Pesquisas com esta abordagem tomam como referência deslocamentos e movimentos em vez de ambicionar pontos de chegada. Procuram refletir sobre os processos nos quais verdades são consolidadas, neste caso, como masculinidades são produzidas nas salas de aula através de imagens.
O paradigma qualitativo, com uma abordagem do tipo etnográfico, se adaptou aos anseios da investigação, pois, produzimos dados sobre a constituição de identidades masculinas em momentos de aulas, através de um período prolongado de observação e envolvimento sistemático com o grupo pesquisado. André (1991, p. 38) ao apresentar considerações sobre este viés de pesquisa, destaca questões relacionadas ao processo de interação entre pesquisador e participantes:
O que caracteriza mais fundamentalmente a pesquisa do tipo etnográfico é, principalmente, um contato direto e prolongado do pesquisador com a situação e as pessoas ou grupos selecionados. Evidentemente deve ficar claro, desde o início da pesquisa, o grau de envolvimento ou de participação do pesquisador na situação pesquisada. A intensidade do envolvimento pode variar ao longo do processo de coleta dependendo das exigências e especificidade do próprio trabalho de campo. O que parece fundamental é que o pesquisador tenha muito claro em cada momento por que certo grau de participação e não outro está sendo assumido e saiba avaliar prós e contras desta ou daquela opção (ANDRÉ, 1991, p. 38).
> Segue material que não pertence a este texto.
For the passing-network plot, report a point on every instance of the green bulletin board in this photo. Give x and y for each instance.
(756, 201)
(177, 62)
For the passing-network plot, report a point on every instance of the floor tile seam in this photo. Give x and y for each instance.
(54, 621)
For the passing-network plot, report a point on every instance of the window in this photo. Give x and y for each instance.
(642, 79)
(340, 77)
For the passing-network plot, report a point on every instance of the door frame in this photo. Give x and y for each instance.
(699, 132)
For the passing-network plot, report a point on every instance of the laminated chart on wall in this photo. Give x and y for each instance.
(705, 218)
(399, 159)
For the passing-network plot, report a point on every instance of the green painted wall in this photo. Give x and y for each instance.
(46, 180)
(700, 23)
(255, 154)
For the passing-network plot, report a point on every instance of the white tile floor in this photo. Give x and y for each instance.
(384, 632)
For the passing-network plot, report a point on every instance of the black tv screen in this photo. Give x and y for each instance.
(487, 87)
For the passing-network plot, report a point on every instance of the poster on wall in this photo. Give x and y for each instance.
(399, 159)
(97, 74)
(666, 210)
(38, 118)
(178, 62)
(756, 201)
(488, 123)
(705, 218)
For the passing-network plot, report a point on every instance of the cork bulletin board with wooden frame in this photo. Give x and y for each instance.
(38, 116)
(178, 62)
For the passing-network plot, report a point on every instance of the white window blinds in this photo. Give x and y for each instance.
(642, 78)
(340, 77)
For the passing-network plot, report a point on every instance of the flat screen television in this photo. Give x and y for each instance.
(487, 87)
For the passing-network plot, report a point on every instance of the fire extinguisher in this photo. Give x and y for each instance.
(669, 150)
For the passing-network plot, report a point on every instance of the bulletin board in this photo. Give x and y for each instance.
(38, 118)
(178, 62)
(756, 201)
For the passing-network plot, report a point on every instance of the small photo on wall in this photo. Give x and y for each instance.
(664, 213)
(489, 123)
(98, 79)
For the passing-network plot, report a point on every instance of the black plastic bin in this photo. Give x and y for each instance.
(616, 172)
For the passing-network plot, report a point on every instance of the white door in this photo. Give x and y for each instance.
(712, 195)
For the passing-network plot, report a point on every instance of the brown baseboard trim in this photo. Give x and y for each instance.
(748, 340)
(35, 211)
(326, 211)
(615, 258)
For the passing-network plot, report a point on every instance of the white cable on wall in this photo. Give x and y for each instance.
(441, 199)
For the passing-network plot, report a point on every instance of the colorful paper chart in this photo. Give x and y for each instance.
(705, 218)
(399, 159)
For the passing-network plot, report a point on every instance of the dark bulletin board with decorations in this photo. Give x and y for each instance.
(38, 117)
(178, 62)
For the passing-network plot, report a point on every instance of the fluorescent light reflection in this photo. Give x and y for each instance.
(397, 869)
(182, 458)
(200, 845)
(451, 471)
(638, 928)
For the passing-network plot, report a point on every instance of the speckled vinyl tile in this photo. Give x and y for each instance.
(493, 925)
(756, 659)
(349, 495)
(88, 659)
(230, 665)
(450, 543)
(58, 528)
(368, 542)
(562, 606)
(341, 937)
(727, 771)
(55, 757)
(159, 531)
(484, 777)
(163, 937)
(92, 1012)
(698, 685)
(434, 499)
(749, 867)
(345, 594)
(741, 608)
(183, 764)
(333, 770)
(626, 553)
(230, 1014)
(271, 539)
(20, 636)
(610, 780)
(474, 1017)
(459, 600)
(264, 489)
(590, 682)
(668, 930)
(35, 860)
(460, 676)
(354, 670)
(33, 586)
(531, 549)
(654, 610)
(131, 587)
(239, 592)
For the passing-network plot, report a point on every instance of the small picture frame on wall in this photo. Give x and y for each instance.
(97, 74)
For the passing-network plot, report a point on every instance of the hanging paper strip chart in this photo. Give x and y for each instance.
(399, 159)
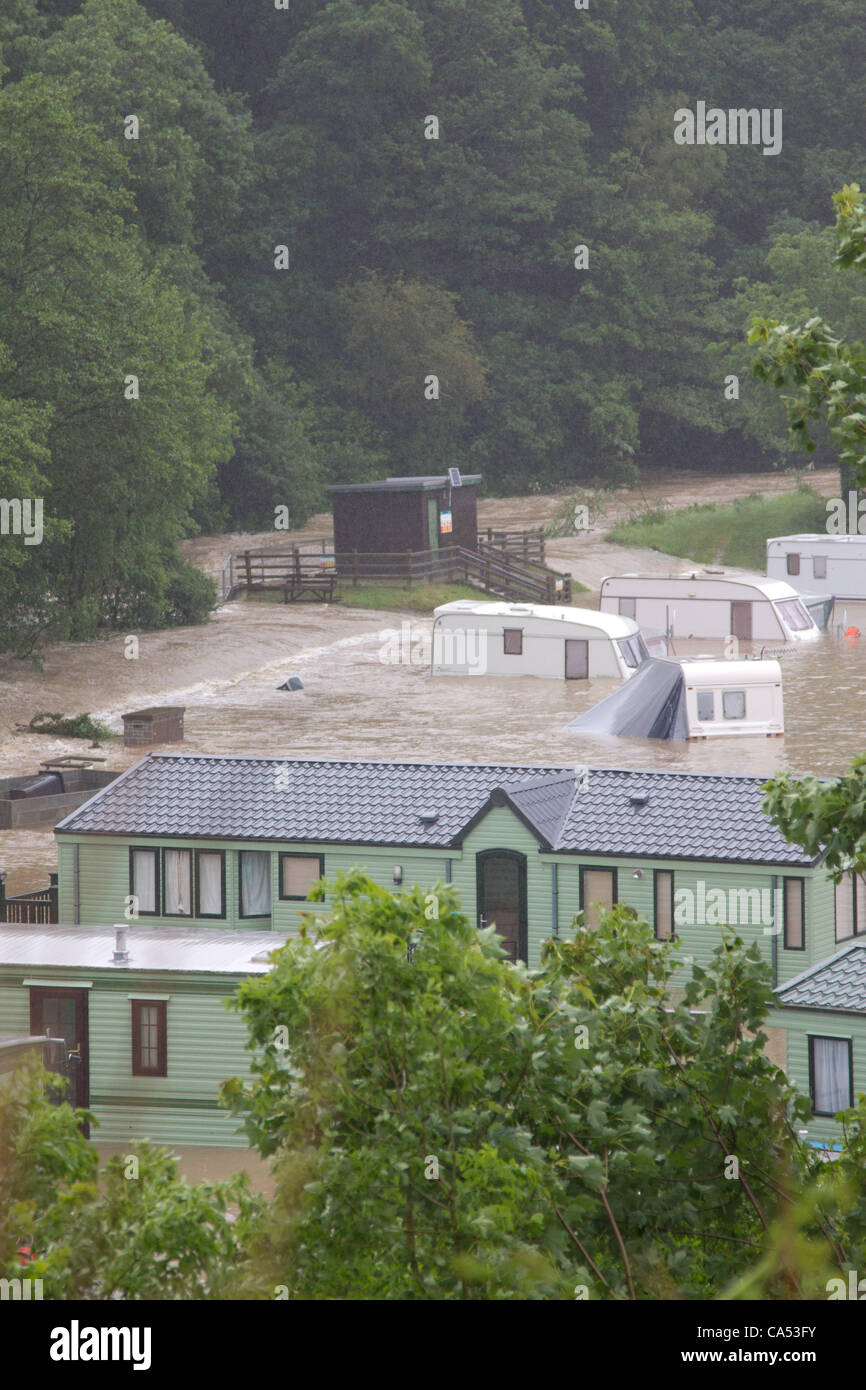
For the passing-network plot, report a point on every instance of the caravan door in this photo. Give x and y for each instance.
(741, 620)
(577, 659)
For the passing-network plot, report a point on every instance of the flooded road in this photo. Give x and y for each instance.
(359, 701)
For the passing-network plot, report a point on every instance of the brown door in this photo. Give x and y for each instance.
(502, 898)
(741, 622)
(63, 1014)
(577, 659)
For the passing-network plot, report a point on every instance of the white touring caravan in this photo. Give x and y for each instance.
(534, 640)
(702, 698)
(820, 563)
(724, 698)
(704, 603)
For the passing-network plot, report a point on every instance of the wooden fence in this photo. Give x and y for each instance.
(38, 908)
(524, 545)
(494, 567)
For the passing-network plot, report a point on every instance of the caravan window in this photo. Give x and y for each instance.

Complementando a descrição sobre o envolvimento do pesquisador e as especificidades da pesquisa etnográfica, a autora explica que é necessário um grande número de dados descritivos para a realização de uma pesquisa etnográfica. Esses dados são oriundos, principalmente, das observações, nas quais “o pesquisador vai acumulando descrições de locais, pessoas, ações, interações, fatos, formas de linguagem e outras expressões, que lhe permitem ir estruturando o quadro configurativo da realidade estudada, em função do qual ela faz suas análises e interpretações” (ANDRÉ, 1991, p. 38).
Identidades são construídas em diversos âmbitos a partir de relações e inter-relações que se processam mutuamente. A escola apresenta notável reconhecimento social como local de importante formação intelectual e relacional, mesmo que assolada por diversas dificuldades e mecanismos de desvalorização. É local de intensas convivências e relacionamentos que modificam as atribuições que as instituições escolares detêm. Procuramos entender as questões referentes às escolas com um olhar mais amplo da sociedade, sendo que nossa opção pela escola como foco de estudo não implicou abordá-la em suas relações internas. “Trata-se, ao contrário, de considerá-la como parte de uma totalidade social que de alguma maneira a determina e com a qual ela mantém determinadas formas de relacionamento” (ANDRÉ, 1991, p. 44).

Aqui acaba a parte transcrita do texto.